Thanks for your reply Chris. I was concerned that the difference between the models given the small data would hide in the third or fewer decimal points. So I expanded the same data, and ran the models. As you see below, I do still get a difference within Mlwin.
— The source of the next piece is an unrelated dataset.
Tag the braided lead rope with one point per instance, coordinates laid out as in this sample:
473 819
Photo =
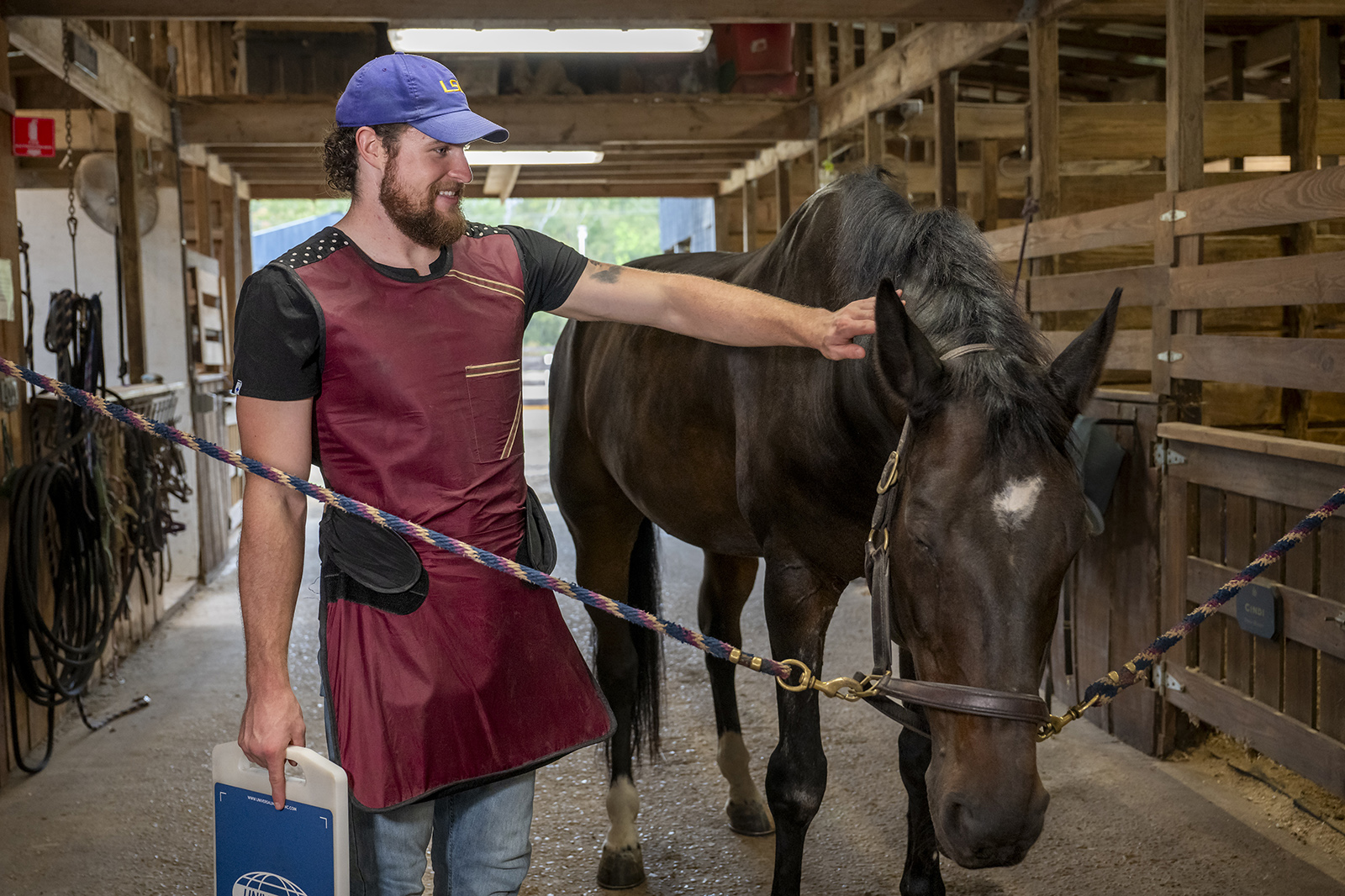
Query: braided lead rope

Not sure if this is unique to my PC. Could you please confirm that you get the same or similar difference?

Code: Select all

# expand the data
tut.rep <- bind_rows(replicate(500, tut, simplify = FALSE))
tut.rep <- tut.rep %>%
  arrange(schoolid, classid, studentid)


mymodel2 <- runMLwiN(postthks ~ 1 +  (1 | schoolid) + (1 | classid)+ (1 | studentid), data = tut.rep, 
                   estoptions = list(EstM = 0, optimat=T,  resi.store = F, debugmode=F), MLwiNPath = mlwinpath)
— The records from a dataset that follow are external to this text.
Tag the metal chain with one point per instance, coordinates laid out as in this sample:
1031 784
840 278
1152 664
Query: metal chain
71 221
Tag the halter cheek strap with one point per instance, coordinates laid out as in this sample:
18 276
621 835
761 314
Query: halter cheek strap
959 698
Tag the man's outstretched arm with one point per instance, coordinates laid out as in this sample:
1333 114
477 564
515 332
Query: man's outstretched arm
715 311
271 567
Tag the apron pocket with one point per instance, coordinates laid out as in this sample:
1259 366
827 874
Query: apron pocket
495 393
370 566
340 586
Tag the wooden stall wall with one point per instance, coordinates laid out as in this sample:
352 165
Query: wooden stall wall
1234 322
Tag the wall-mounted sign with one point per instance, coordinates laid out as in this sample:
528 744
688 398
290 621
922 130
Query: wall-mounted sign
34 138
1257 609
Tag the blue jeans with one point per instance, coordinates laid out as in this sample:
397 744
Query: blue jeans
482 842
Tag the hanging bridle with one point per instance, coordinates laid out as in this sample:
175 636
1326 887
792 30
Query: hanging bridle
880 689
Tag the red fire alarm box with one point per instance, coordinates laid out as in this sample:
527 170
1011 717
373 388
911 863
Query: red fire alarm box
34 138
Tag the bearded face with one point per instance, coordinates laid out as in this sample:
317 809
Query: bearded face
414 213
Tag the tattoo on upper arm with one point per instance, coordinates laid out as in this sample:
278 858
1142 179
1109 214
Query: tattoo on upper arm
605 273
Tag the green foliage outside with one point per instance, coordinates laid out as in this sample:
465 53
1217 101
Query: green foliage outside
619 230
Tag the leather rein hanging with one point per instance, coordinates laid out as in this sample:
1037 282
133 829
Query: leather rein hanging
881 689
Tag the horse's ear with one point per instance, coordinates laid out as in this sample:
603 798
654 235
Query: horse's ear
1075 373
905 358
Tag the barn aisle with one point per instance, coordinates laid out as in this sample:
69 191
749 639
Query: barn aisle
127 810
tut4.rep <- bind_rows(replicate(500, tut4, simplify = FALSE))
tut4.rep <- tut4.rep %>%
  arrange(schoolid, classid_Rep, studentid_Rep)
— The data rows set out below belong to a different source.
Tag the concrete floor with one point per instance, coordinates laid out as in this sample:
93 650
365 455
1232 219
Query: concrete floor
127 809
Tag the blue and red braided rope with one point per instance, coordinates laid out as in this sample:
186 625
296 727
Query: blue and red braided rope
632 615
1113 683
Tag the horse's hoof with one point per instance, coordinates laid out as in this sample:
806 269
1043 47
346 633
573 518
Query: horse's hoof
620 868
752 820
mymodel3 <- runMLwiN(postthks ~ 1 +  (1 | schoolid) + (1 | classid_Rep)+ (1 | studentid_Rep), data = tut4.rep, 
                     estoptions = list(EstM = 0, optimat=T,  resi.store = F, debugmode=F), MLwiNPath = mlwinpath)



Code: Select all

# Estimation time 

## unique id estimation
mymodel2@elapsed.time
elapsed 
   4.94

## within-id estimation

Code: Select all

> > mymodel3@elapsed.time
elapsed 
   4.52  
ChrisCharlton
Posts: 1351
Joined: Mon Oct 19, 2009 10:34 am

Re: Number of observations displayed

Post by ChrisCharlton »

I have just committed a fix for the correct display in R to the development version of R2MLwiN. It looks like it was not using the hierarchy information when calculating the group statistics, and instead assuming that the IDs were unique across the higher levels. If you get a chance to test the change please let me know whether it solves the problem that you were seeing. I will give your new code example a try to see whether I also get a noticeable difference in estimation time.
ChrisCharlton
Posts: 1351
Joined: Mon Oct 19, 2009 10:34 am

Re: Number of observations displayed

Post by ChrisCharlton »

I ran you example a couple of times and one version didn't seem obviously slower than the other:

Code: Select all

# First run
> mymodel2@elapsed.time
elapsed 
   3.53 
> mymodel3@elapsed.time
elapsed 
   3.55 

Code: Select all

# Second run
> mymodel2@elapsed.time
elapsed 
   3.54 
> mymodel3@elapsed.time
elapsed 
   3.53 
The difference you see may be due to something else running on your system, or some kind of caching occurring (if you run the models in the opposite order do the relative times change?).